Another aspect of the bill that swims with the recent tide of CMS activity is the requirement that the agency publish information regarding physician payments and resource utilization. This type of information was recently published stand-alone (causing a bit of a stir) but must be integrated into the Physician Compare website by 2016. Additional distribution of de-identified Medicare claims data is also permitted to enhance quality improvement and related activities.
There are some additional important provisions, including fairly robust reform of Medicare audits and other program integrity activities, but we’ll defer those items to another day. Here we’ve covered the most significant provisions governing physician payments themselves.
What’s Left for Us to Talk About?
This is a bittersweet time for us health policy wonks (not to mention lobbyists, consultants, economists, complainers of all stripes, etc. etc.). One of our darling sources of conversation is gone. What are we to do with ourselves?
Ah yes, I faintly recall this minor piece of health care law that – for some – starts with an “O” and its end rhymes with “bear.” I don’t think we’re done with that one yet. But even in this SGR repeal act there are dozens of policies that are not addressed permanently. In fact, SGR repeal and a small handful of other items are the only policies fully dispensed with. For all the rest, the debate about their long-term fate begins right about now.
You can view the litany of extenders included in the package here, but the main thing you need to know is that virtually all of them are only maintained through fiscal or calendar year 2017, which means they expire on September 30 or December 31 of that year. That includes disposition of the Children’s Health Insurance Program (CHIP), so expect a fairly robust Medicare, Medicaid and CHIP package to move mid-2017.

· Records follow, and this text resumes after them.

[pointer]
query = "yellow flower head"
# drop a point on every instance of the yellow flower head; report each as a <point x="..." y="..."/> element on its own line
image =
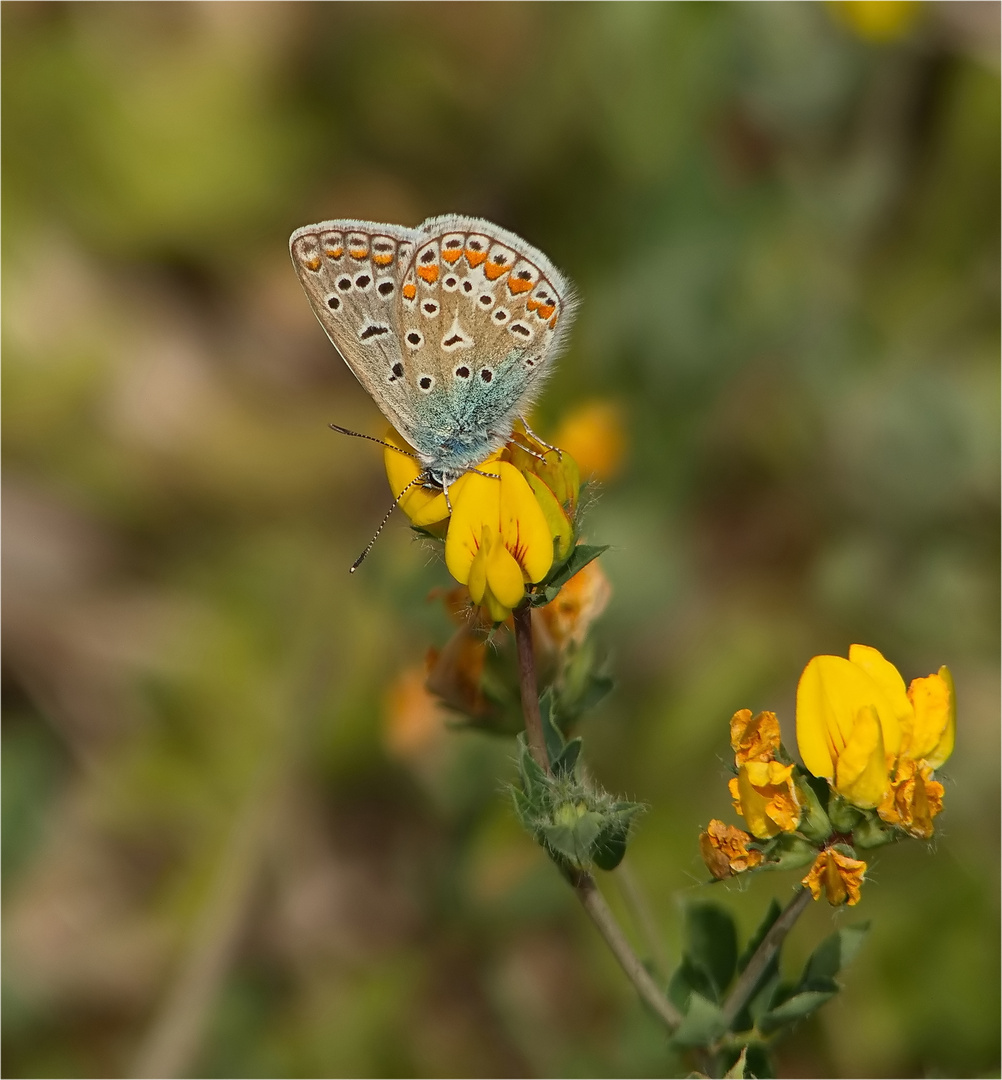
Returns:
<point x="725" y="850"/>
<point x="504" y="521"/>
<point x="754" y="738"/>
<point x="838" y="875"/>
<point x="856" y="723"/>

One item is kicked down the road for only a meager six months: the delay of enforcement of the so-called Two-Midnight Rule. In response to some ambiguity regarding classification of short-term inpatient stays, CMS generated this bright line rule that has proven remarkable in its ability to satisfy no one. Stakeholders have not yet been able to develop a unified alternative, though, so this area could be ripe for debate through the summer.
With this, King v. Burwell, a new President in the offing, and that 2017 omnibus package coming due, I think there will be plenty to keep the health policy community busy for the foreseeable future.